Friday, January 11, 2013

Good times

The Great Stagnation hypothesis is provocative and timely at this time of negligible-to-slow GDP growth.  Robert Gordon (no relation) takes up the same theme.  To his great credit, Tyler Cowen (at Marginal Revolution) routinely posts "there is no great stagnation" examples as he finds them.

We know that measuring is hard.  GDP and other government accounting involves the challenge of measuirng quality improvements.  And there are quality improvements in our lives as never before.  We know that the next electronic gadget will be better; people replace the ones they have long before they cease to function.  More easily measured is improved longevity -- which most of us admit is a good thing.  My favorite rebuttal to great stagnation involves two words, "medical science".

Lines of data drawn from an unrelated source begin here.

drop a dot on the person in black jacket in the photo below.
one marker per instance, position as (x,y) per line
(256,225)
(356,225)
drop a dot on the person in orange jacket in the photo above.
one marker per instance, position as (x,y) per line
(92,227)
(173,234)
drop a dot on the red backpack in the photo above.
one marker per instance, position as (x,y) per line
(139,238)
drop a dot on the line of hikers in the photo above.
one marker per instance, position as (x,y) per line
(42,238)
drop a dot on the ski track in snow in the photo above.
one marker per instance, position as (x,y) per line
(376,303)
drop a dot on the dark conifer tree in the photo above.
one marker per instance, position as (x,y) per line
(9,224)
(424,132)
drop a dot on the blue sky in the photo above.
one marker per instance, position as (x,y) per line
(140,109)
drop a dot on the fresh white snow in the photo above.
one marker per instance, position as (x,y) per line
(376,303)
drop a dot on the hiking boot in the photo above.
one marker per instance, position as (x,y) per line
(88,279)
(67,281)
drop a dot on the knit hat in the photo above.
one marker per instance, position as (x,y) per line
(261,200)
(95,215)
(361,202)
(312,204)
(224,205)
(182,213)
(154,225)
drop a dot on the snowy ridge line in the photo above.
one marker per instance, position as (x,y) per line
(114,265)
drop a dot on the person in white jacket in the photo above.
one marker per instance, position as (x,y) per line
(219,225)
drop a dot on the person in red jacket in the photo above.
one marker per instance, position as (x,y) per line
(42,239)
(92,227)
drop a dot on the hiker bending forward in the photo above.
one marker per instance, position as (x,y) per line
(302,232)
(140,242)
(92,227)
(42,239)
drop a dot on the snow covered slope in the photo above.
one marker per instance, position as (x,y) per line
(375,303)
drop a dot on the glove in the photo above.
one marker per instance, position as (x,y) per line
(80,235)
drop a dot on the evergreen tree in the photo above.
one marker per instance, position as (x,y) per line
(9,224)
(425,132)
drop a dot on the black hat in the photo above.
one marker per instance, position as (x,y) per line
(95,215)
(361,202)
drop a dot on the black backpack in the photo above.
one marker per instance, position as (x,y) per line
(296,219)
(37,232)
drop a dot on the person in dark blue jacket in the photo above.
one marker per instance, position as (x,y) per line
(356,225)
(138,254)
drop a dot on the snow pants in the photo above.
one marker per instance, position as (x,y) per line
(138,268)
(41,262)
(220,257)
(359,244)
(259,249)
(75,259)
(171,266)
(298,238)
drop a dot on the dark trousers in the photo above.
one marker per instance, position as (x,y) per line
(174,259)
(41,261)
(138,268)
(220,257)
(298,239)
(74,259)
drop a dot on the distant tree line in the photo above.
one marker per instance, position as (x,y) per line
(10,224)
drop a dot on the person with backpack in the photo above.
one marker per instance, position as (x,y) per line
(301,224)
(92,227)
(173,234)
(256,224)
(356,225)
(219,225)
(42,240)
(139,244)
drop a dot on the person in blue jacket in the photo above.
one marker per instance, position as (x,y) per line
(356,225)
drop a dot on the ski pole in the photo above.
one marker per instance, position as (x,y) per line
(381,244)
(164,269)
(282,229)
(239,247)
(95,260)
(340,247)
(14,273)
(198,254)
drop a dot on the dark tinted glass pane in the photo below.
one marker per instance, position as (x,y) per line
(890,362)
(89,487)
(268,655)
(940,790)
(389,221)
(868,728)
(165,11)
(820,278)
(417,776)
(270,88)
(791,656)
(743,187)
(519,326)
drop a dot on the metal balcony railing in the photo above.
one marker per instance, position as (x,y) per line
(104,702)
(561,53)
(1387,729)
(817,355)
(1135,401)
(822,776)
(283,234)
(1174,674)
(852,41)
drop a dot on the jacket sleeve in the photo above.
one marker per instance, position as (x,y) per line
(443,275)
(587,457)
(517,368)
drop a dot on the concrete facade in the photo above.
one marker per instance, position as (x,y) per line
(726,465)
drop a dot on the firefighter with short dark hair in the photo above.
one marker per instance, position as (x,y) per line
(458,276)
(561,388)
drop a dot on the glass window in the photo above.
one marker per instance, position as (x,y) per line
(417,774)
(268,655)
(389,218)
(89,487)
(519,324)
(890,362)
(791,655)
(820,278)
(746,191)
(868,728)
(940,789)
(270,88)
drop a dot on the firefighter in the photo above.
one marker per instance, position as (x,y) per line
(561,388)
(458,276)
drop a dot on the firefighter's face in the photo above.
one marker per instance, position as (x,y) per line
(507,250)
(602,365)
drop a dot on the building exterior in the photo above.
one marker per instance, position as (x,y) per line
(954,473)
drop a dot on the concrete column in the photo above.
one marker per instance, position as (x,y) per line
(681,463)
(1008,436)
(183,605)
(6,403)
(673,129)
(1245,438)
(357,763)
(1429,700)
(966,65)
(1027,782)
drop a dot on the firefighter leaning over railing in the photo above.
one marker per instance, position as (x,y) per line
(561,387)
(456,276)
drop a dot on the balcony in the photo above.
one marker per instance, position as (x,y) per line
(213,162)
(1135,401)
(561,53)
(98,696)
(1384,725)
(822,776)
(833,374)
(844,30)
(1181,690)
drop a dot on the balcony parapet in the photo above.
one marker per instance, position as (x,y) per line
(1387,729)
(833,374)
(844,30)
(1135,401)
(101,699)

Somewhere in this discussion, one has to include the stories covered in Patricia Marx's "Outsource yourself: The online way to delegate chores" in the Jan 14 New Yorker.  It is gated, but the abstract offers a good hint on what is going on.  Term paper writing services have (unfortunately) been around a while. But the lower costs of transacting and vetting made possible by the web have multiplied the opportunities -- for buyers as well as sellers.  Marx's long list of examples is wonderful.  For $5, for example, she was able to buy "three very good comments or five okayish comments" on Proust's "Remembrance of Things Past" that she could use at her next dinner party.

Not as momentous as electric power, railroads and jetliners? Of course not. But more time savers will enable more people to devote themselves to solving more tough problems.